Local Spin

Seaside City Manager Craig Malin isn’t a normal city manager. He cruises around Seaside on a bike that he doesn’t seem to bother locking up. His office, spiffed up with mid-century modern furniture, features a collection of baseballs on his desk and bats in a corner (this is his year, as his beloved Chicago Cubs won the 2016 World Series).

Maybe the weirdest thing about him, though, is that he communicates. Not begrudgingly – he actually seems to love it. He has an open-door office policy, an amusing Twitter feed, an evolved personal website he updates regularly and a city-business newsletter called The Manifest posted to the city’s website every week. He even says he likes journalists, to which I think, “C’mon – hating us is a national pastime bigger than baseball.”

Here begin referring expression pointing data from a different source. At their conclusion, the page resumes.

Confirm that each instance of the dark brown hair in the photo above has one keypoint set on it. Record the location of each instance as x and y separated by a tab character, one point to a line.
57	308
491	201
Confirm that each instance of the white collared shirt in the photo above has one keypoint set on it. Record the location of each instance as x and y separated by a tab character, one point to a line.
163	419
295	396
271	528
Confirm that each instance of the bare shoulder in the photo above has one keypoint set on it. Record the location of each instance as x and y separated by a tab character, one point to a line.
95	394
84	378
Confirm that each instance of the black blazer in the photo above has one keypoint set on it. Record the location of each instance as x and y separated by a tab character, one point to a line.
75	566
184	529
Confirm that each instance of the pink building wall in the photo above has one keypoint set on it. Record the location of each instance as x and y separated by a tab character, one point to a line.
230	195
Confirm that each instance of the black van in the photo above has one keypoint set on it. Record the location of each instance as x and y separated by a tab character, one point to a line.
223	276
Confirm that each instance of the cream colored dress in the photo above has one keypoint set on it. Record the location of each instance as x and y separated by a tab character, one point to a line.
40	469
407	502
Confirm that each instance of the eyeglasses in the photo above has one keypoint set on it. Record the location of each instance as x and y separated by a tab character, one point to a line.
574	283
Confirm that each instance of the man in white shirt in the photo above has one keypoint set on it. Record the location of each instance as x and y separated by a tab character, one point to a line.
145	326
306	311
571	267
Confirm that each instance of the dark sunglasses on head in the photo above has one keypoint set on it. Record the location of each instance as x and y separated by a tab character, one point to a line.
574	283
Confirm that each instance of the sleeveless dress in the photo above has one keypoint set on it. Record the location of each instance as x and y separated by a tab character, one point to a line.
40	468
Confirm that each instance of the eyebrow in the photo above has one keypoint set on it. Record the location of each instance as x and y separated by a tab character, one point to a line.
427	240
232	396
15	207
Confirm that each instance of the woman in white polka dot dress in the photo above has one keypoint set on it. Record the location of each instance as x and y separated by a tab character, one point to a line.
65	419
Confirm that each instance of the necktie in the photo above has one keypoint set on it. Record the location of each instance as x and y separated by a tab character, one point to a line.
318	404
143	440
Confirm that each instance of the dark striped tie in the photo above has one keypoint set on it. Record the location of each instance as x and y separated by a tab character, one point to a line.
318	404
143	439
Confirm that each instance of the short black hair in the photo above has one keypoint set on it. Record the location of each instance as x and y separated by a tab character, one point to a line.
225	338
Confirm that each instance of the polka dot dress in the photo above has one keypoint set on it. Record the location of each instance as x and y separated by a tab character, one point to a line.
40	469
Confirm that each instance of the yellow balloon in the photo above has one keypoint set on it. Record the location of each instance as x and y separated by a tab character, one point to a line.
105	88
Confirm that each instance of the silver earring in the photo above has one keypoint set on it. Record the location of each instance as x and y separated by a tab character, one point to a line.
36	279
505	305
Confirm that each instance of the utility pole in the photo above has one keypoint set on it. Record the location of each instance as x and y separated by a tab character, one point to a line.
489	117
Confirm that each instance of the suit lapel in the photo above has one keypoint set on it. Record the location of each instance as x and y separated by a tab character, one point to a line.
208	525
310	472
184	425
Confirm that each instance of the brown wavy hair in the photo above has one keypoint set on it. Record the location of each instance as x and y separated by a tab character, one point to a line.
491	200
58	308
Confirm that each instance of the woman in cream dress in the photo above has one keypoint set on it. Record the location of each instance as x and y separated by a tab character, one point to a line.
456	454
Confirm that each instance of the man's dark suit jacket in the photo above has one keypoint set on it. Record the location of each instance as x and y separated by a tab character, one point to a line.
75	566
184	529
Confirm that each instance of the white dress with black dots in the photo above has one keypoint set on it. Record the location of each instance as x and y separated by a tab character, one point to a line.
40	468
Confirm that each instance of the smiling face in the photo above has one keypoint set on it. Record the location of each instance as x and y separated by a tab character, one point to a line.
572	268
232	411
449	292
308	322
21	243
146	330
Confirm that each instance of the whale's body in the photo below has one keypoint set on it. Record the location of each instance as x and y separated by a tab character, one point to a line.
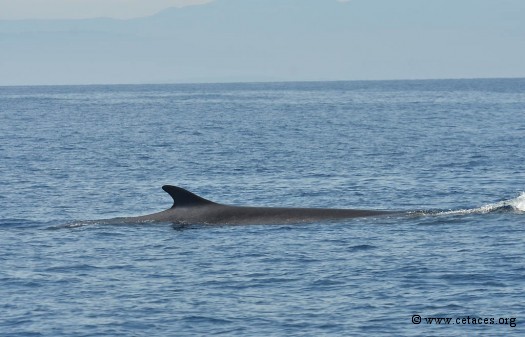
189	208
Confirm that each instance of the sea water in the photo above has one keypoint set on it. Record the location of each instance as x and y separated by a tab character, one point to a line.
449	153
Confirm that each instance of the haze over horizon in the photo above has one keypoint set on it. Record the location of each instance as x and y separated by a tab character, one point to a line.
177	41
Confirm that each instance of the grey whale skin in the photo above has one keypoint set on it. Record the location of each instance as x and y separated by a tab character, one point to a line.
189	208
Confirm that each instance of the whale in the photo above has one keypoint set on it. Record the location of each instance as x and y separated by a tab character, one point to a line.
191	209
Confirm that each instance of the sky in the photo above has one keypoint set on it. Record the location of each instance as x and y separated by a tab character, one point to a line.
83	9
180	41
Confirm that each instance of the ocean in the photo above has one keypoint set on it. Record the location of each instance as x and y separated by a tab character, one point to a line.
448	153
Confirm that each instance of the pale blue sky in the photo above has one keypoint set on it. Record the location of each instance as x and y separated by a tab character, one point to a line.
168	41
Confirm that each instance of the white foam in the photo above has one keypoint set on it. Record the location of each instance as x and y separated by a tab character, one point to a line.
516	205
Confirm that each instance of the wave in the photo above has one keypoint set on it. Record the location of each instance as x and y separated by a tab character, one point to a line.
516	205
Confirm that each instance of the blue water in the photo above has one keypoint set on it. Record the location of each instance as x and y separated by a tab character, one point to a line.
449	152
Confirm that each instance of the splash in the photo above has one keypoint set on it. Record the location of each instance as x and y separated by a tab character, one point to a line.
516	205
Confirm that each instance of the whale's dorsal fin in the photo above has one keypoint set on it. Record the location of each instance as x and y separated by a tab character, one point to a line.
183	198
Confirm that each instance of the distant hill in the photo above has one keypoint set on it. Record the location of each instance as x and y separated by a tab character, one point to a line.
267	40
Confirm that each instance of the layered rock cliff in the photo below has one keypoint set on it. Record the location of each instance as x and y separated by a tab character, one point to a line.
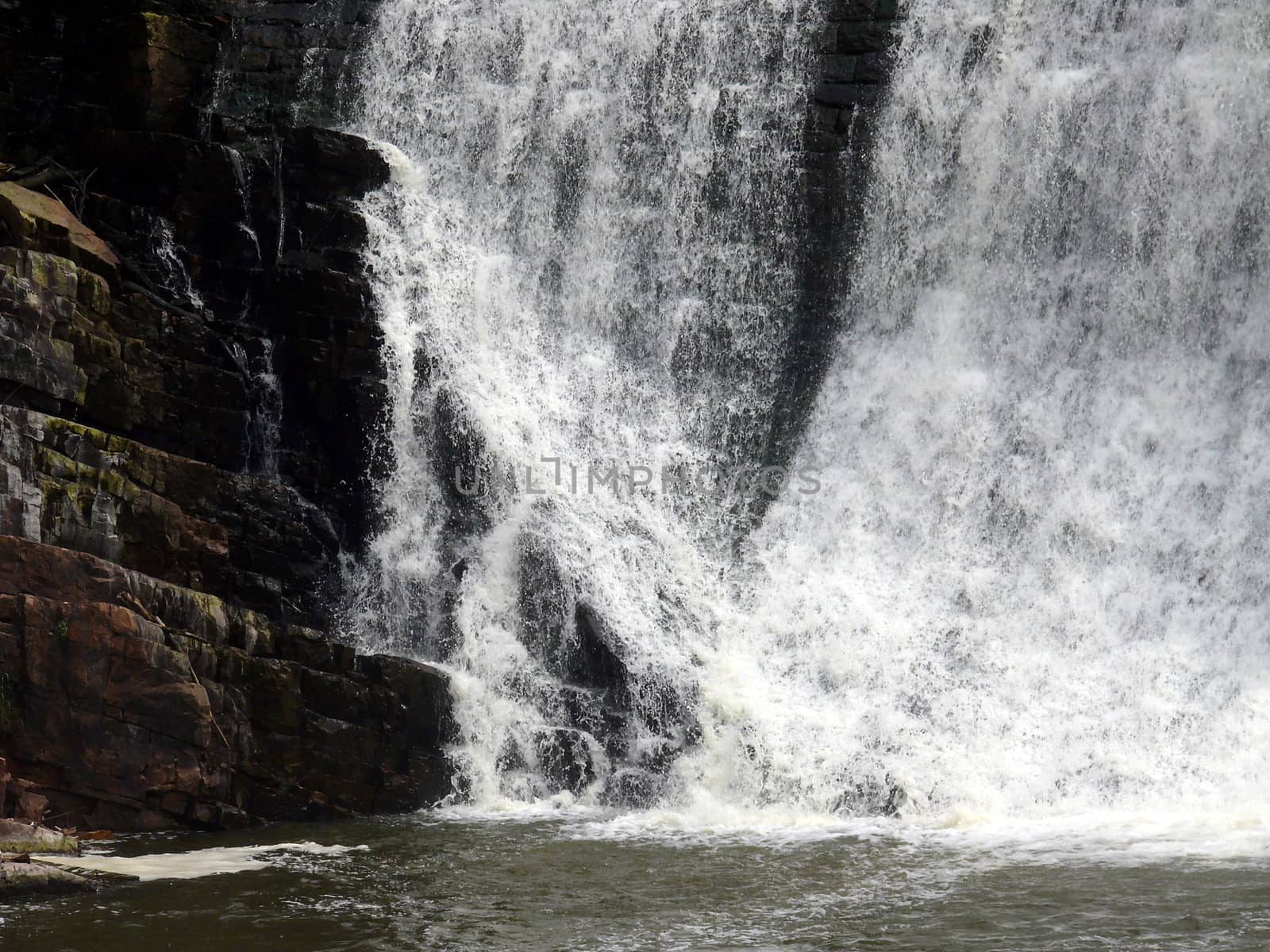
190	387
190	397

He also likes accountability. And he says that’s at the heart of a lawsuit he filed June 15 against The Quad-City Times; its owner, Lee Enterprises; and journalists Barb Ickes and Brian Wellner, alleging the newspaper and those staffers libeled him as city administrator of Davenport, Iowa.

“I asked them four times to correct the record. I got a response the first time I asked them, from their attorney, and it was not supportive,” Malin says.

It took Malin over an hour to explain to me, in painstaking detail, what led him to file the suit, a copy of which can be found on mcweekly.com. In essence, things began to go south with the paper starting in about 2014 over a few big initiatives Malin championed. One included redirecting a fraction of a sales tax toward funding college scholarships for Davenport high school graduates in exchange for those grads staying in the city for a set amount of time – a way, Malin says, to stop the brain drain. At first, the paper backed it, he says, but then changed heart. The initiative died.

Another included the city launching an open government initiative called Davenport Today, a website that featured a searchable database of city expenditures, every Iowa Open Records Law request sent to the city (and the city’s corresponding responses) and every email received or sent by Malin. That a newspaper wouldn’t champion an open government endeavor seems ludicrous, but Malin says the paper viewed it as competition to its own work, even though the site never sold advertising. The award-winning website died after Malin left.

Things got uglier when Davenport undertook an initiative to buy out and move a privately owned casino. Other Iowa cities had succeeded in such conversions, resulting in millions of dollars in tax revenue. The city started the process of buying it, the paper decried it and the deal never happened. Then a private developer bought it for the same price being offered by the city. The city then planned to develop a sports complex, aided by a state grant, on land near the new casino development.

In June 2015, the paper wrote Malin kept details of costs of grading the land for the development secret, even from the City Council. Malin maintains the city was doing no such grading work. Still, the mayor asked for the resignations of both Malin and the city attorney (and later called for a special council meeting to discuss firing them both). A majority of the council boycotted and the meeting didn’t take place. Still, Malin left his job a week later.

In his lawsuit, Malin lays out a litany of instances of alleged libel surrounding the grading. One of the most glaring had the writer putting words into quotes and reporting them as something Malin said.

“[The paper] falsified the written record, they manufactured quotes and they published the exact opposite of the plainly visible truth,” Malin says. “I support newspapers holding people to account but to do it to attack someone who is advancing the public interest of government transparency strikes me as not appropriate.”

Dan Bowerman, city editor of Quad-City Times, says the paper has no comment. Lee Enterprises’ director of communications says it has no statement.

Suing is an extreme move and Malin faces a long slog to prove what he alleges. But just as I can’t imagine a paper not championing an open government website, I can’t imagine them not correcting their errors either.